Every time I have prayed this kind of prayer (which has been quite often since losing my Lucy) God answers me, and He almost always answers me through other people. This past week a woman from my church told me about her 14 week loss many years ago. She gave me this sweet little pin and said it was for me to remember baby Jude.
She told me it was hers after she lost her son and she used to keep it in her pocket for comfort and now she was giving it to me. It was so sweet. I have several things to remember Lucy by, but very few things for Jude, so this was just perfect. I felt so comforted that she would share this with me and let me share in her loss too. I also felt God’s love through her.

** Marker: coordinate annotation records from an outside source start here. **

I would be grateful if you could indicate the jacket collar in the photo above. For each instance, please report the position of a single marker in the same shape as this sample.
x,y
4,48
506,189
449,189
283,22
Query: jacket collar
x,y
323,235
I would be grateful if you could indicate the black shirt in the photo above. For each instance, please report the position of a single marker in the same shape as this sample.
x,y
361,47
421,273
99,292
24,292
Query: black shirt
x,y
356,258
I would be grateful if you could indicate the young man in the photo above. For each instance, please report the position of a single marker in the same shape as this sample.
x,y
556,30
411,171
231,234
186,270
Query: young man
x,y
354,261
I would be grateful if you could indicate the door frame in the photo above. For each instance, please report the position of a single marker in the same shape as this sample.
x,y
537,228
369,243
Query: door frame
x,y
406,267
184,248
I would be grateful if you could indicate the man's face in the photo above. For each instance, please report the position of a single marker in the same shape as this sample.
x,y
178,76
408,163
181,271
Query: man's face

The next day a little girl from my church emailed me and asked if it would be ok if she and her friend made Lucy a blanket. I cried when I read it because I have been thinking lately how sad it is that I didn’t even get Lucy a pretty, girly blanket. I could have wrapped her in it and it would have been so special. It also meant so much to me that these little girls even remembered Lucy. Most people have moved on and rarely think about her, and I think about her every minute and cry for her every day. What a sweet expression of love for these girls to remember Lucy and to remember me. I cried again when Savannah and Briley brought over the pretty blanket they made for Lucy. I loved it. It even had her name on it. These little girls probably just wanted to do something nice for someone, and they probably have no idea how God used their kindness to encourage me this week. After they brought me the blanket I felt like God was saying, “See? I love you and you are important to me.” This blanket is now one of my most prized possessions. I will love it until the day I die. I can picture myself as an old, wrinkled lady holding this Lucy blanket and still feeling the comfort from it, still feeling the love of the body of Christ that it represents, even decades from now.
Sometimes the smallest act of kindness can mean the world to someone else. If you are a woman who has suffered a pregnancy loss and you know someone who has just lost a baby themselves, be brave and share your story with them. I have found the most comfort from women who have lost babies themselves and I always think, “What if she hadn’t said anything?” Thank you Savannah and Briley for listening to the Holy Spirit’s prompting and for making such a beautiful blanket for my Lucy. And thank you to every single woman who has ever been brave enough to tell me about the baby you have lost. You have comforted me and encouraged me so much and you inspire me to tell more people about my Lucy and Jude.